CLINIQA: A Machine Intelligence Based Clinical Question Answering System
This addresses the need for an intelligent information retrieval system for medical practitioners to quickly answer clinical questions, though it appears incremental as it builds on existing text mining and machine learning methods.
The authors tackled the problem of medical practitioners struggling to efficiently find information in biomedical literature by developing CLINIQA, a clinical question answering system that uses machine intelligence, semantic analysis, and supervised learning, achieving effective performance as evaluated on a hundred clinical questions.

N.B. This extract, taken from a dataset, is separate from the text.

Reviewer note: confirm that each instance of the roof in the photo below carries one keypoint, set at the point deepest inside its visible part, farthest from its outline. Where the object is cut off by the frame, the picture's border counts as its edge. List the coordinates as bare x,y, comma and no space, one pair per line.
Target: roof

The recent developments in the field of biomedicine have made large volumes of biomedical literature available to the medical practitioners. Due to the large size and lack of efficient searching strategies, medical practitioners struggle to obtain necessary information available in the biomedical literature. Moreover, the most sophisticated search engines of age are not intelligent enough to interpret the clinicians' questions. These facts reflect the urgent need of an information retrieval system that accepts the queries from medical practitioners' in natural language and returns the answers quickly and efficiently. In this paper, we present an implementation of a machine intelligence based CLINIcal Question Answering system (CLINIQA) to answer medical practitioner's questions. The system was rigorously evaluated on different text mining algorithms and the best components for the system were selected. The system makes use of Unified Medical Language System for semantic analysis of both questions and medical documents. In addition, the system employs supervised machine learning algorithms for classification of the documents, identifying the focus of the question and answer selection. Effective domain-specific heuristics are designed for answer ranking. The performance evaluation on hundred clinical questions shows the effectiveness of our approach.